When you are new to performing, having a lot of props is the easiest thing to do, as you think the use of props will help use up the time in the song or help tell the story better than your actions or choreography will. In general, it works the other way – it just hides you – the more you grow as a performer, the more you’ll see that when it comes to props, less is more!
The general rule of thumb when it comes to props is that if it takes longer than a minute to set up a four minute act (and possibly longer to strike it) then there are too many props. You really only need one or two key pieces. So let’s take a look at some of the main areas of ‘proppage’…
A lot of performers think that to be ‘burlesque’ you have to have a fan dance and are tempted to splash out on an expensive pair of fans without getting the fundamentals like wrist action down first (as a result look like they are doing semaphore with expensive fans). A lot of performers use fans really effectively, look at Dolly Rose, Mia Merode and Darkteaser who make fans look like clouds floating on their fingertips, and also Missy Malone, who also runs fan dance workshops around the country. If you are doing a fan dance routine, then fans are obviously essential; but if the fans are an after-thought to a routine that has a whole different narrative, then leave them out (there’s nothing worse than watching a prop-heavy act, which then moves on to a fan segment once the other props have all been held up for a few seconds and exhausted!). Another thing to think about is how you take off items (if you are doing this with the fans). Fans can be held nicely in one hand ensuring cover while the other is free to untie ribbons or straps. Always leave your reveal for the end and NEVER do any floor work with fans if you are only wearing a merkin or c-string as the audience will see everything – and a whole lot more… Better wait until you are standing again and remove your pants ready for your C-string/merkin end reveal.
Table and Chair
A lot of performers use a table and chair in their routines. Ask yourself how you can use them effectively. If you are sitting on a chair behind the table, it will cover you up and you’ll have to work extra hard to make your actions seen (can the chair be moved to the side? And what are the best sightlines for the audience?). Is the table necessary? Is the chair necessary? How can you work these props into your routine so you are not just sat for 10 seconds at the start of a routine? How can you re-use them? Do you bring them on yourself as part of the routine? etc… Check out FooFoo LaBelle, she runs chair dancing workshops that will enable you to incorporate chairs more effectively into a routine if you want to do this.
Bottles feature a lot in routines – as in a catalyst for a change of pace, character or style and as a pour in a finale. We would definitely say think about how you ‘discover’ this prop to make it different from every other performer who uses a bottle… eg, how do you pick it up? Is it on your person already? Is it on a table in the audience? And one other thing you might want to check – some theatres do not allow glass on stage, so it might be worth having a ‘back up’ bottle (if your ‘regular’ prop is glass) that’s made in a safer material as there’s nothing worse than having to clear up smashed glass off a stage (yes, every little minute bit has to be cleared so another performer doesn’t tread in it).

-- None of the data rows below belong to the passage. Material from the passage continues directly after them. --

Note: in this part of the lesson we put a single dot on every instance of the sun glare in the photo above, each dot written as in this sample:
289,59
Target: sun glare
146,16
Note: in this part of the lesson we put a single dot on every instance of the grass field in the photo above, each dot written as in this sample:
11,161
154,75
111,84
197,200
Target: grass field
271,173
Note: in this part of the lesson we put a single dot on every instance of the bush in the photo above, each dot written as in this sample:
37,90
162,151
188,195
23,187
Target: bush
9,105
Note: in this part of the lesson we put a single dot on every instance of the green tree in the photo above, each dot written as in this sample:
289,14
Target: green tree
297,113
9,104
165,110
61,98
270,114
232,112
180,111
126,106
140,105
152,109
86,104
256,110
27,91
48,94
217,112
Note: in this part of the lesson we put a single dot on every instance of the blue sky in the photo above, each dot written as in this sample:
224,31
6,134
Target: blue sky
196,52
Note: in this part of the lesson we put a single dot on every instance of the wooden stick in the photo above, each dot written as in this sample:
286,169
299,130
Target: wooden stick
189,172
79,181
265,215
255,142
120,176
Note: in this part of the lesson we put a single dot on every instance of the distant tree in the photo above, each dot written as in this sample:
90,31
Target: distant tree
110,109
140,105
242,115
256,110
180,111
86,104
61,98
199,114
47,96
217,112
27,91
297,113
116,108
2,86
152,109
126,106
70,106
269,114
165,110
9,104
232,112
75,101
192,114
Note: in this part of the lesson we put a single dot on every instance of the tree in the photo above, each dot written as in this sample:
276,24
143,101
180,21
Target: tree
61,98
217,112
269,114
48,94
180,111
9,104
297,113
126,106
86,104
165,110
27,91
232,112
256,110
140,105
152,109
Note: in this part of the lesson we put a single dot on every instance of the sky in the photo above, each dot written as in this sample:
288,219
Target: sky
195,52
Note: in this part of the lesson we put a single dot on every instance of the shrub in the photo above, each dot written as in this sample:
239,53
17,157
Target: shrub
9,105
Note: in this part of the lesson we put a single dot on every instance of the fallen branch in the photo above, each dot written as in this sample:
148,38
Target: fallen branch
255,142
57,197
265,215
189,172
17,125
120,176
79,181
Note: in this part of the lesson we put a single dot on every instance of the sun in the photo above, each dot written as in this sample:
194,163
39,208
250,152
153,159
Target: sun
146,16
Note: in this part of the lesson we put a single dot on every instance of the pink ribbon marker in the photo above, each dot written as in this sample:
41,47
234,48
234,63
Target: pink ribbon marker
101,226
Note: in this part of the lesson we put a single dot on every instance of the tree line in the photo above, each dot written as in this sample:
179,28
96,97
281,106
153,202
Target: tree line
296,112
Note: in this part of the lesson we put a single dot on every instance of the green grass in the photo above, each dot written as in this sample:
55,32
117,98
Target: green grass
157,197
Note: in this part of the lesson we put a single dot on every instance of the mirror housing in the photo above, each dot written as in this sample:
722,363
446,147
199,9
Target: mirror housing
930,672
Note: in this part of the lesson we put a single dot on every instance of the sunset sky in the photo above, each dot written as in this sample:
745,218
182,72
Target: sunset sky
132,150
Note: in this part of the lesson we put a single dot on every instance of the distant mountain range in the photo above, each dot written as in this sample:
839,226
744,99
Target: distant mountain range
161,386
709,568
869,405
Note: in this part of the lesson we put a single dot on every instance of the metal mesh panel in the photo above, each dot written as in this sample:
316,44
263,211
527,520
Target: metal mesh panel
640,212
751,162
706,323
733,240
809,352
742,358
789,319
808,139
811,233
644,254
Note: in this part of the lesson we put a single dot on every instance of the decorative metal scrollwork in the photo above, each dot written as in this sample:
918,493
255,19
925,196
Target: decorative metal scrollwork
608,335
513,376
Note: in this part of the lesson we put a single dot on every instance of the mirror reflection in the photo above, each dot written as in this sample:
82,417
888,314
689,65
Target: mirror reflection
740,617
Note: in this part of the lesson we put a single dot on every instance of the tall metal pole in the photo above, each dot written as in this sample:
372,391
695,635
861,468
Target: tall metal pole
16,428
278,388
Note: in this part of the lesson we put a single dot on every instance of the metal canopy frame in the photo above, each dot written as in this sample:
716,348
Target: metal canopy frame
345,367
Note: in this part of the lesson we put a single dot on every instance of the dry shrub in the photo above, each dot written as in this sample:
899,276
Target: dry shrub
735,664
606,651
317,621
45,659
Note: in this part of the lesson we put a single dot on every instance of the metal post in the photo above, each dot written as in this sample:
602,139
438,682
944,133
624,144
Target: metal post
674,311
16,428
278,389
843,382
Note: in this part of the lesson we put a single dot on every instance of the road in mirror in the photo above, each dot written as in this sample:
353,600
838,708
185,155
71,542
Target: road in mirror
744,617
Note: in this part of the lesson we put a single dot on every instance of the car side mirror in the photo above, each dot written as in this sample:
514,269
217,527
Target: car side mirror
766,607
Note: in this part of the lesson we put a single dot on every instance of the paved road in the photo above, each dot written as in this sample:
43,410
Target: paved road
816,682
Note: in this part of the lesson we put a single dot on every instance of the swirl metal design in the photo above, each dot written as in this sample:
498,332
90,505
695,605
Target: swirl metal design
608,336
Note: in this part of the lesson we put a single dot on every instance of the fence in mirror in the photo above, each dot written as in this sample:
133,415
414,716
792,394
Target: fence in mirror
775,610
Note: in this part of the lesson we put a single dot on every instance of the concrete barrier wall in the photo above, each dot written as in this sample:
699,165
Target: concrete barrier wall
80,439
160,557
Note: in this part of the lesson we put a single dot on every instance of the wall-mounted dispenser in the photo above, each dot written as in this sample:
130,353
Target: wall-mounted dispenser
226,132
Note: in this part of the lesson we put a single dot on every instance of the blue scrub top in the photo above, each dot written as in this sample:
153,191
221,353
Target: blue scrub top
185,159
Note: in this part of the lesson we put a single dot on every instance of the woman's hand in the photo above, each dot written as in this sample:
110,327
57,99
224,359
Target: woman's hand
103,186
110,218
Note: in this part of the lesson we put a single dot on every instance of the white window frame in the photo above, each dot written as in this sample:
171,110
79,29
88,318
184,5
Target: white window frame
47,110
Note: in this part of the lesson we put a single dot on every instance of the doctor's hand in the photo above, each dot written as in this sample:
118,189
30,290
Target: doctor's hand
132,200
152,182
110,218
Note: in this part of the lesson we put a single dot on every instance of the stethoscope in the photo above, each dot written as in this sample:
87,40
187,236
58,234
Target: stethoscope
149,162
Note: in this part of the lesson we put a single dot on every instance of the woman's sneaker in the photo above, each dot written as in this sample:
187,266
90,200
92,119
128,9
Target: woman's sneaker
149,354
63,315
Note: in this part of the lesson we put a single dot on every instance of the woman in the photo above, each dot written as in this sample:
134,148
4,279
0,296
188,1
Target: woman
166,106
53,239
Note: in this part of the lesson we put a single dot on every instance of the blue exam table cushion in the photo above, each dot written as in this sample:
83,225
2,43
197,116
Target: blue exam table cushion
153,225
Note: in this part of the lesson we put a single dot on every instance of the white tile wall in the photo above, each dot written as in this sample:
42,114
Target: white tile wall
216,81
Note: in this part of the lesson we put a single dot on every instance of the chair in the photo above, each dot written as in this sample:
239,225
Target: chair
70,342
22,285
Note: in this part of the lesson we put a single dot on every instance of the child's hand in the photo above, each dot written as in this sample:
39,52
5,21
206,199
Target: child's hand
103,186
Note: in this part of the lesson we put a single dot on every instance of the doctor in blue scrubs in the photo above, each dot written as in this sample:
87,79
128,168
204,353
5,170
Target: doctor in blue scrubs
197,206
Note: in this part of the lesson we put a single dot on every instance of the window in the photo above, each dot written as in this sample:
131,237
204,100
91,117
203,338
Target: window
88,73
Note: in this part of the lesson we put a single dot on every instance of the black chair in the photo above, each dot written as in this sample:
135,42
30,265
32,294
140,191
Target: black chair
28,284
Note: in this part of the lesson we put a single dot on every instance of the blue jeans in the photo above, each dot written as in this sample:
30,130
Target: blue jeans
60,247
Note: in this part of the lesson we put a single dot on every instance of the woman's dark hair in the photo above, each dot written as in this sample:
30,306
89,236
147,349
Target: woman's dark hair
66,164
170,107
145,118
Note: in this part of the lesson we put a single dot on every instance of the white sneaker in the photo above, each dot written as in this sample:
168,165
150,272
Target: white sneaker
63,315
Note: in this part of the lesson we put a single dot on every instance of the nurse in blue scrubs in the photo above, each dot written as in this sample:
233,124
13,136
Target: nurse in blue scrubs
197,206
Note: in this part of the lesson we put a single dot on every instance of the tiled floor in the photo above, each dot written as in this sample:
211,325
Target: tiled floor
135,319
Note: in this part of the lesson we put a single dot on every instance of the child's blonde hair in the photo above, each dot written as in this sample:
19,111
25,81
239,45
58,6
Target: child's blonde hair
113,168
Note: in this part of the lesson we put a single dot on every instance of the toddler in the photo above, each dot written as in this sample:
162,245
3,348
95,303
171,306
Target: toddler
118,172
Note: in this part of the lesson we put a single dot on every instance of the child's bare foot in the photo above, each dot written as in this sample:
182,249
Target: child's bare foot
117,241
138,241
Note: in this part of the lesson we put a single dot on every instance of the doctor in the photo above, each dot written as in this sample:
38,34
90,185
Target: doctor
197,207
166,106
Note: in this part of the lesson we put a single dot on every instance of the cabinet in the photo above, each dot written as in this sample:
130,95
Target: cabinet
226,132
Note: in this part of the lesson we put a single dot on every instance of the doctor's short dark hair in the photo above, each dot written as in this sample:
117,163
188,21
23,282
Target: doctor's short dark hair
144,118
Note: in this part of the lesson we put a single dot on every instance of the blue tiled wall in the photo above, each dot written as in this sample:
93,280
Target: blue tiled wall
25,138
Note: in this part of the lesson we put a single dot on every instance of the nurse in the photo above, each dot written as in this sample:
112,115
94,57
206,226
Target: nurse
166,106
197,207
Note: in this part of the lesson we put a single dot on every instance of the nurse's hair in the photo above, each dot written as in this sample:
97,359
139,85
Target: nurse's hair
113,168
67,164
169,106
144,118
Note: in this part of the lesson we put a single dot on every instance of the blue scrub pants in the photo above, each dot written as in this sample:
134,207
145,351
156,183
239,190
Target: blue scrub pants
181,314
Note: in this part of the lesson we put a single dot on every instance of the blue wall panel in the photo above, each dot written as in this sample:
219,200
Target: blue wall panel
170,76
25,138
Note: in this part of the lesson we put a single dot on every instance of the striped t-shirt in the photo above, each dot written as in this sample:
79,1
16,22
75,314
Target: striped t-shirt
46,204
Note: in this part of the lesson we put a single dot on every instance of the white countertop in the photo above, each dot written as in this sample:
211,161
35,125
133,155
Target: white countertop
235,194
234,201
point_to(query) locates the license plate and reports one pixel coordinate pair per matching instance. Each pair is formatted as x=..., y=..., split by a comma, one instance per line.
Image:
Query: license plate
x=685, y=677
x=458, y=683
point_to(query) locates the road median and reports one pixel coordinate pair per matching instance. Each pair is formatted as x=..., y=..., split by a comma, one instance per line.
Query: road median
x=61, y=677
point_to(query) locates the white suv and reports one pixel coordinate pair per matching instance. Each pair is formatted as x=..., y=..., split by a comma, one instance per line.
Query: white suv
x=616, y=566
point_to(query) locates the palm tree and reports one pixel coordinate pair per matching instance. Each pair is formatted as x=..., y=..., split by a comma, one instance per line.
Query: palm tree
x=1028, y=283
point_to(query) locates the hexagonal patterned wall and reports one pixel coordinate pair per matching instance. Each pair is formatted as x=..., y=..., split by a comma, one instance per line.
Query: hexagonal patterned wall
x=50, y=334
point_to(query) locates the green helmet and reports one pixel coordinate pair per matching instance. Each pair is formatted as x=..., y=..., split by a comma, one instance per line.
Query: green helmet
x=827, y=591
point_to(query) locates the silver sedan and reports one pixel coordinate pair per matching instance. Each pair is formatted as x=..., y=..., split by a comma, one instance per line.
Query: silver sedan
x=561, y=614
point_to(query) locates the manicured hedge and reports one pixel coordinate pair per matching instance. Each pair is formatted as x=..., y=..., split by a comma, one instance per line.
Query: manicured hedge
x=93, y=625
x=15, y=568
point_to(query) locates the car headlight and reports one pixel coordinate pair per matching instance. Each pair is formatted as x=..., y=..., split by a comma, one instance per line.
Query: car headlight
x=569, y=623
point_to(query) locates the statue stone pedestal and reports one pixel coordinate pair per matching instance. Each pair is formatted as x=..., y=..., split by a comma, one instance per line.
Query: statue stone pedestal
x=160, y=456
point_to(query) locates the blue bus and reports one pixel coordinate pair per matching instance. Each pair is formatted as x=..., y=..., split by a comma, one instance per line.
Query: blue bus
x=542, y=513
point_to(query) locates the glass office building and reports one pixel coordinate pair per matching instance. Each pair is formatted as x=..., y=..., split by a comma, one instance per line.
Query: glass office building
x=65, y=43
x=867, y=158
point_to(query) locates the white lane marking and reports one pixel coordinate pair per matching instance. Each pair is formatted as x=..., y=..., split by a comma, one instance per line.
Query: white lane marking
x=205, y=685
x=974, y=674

Please DO NOT US A SCREEN. We want to see all the action and using a screen is as bad as walking off the stage mid-routine and coming back wearing something different half a minute later. It leaves the stage as dead space and makes it look like you haven’t thought the act through.
Being a fire performer, you will obviously need to have been trained (it goes without saying! RedSarah runs expert workshops which include fire safety around the country), but if using fire on stage, you will also need to be insured to the hilt and provide a risk assessment which includes provisions for the storage and transport of your fire equipment to the stage and back. As yourself: are you trained (and trained does not mean you had a few goes when you were pissed with a friend)? Is fire crucial to your act (or are you just adding it as it is dangerous and visual)? Are you insured? And does the venue / promoter allow for fire? You’d be surprised how many times fire has been ‘sneaked’ into someone’s performance only to land the producer in a whole heap of trouble after.
If at all possible, avoid messy stuff on stage – think about the stage maid who will be there scrubbing so the next act doesn’t slip over. Fake food products can be very effective (and they don’t go off!) and you can customise (which means you can glitter them up if you feel the need!). Liquids like water and blood products are also banned in some theatres so think about ways which you can have an alternative (again, glitter?). But if you really must get messy you might like to think of ways of protecting the stage and having a towel at hand directly as you come off stage so you don’t tread/drip water/liquid or blood through the entire building.
More than 3 Props
In general, more than three props is too much (except in certain circumstances). If you find yourself holding up a prop to synch a line from the lyrics, you have gone too far (after all, you’re not in the audience of the Rocky Horror show now, throwing rice, cards, lighters, etc on cue – if you do this on stage it’ll look like this, but worse!).
Remember, you only have on average four minutes on stage and the switch over between performers sometimes has to be less than a minute (which means setting up one act, striking the last) so use your choice of props effectively.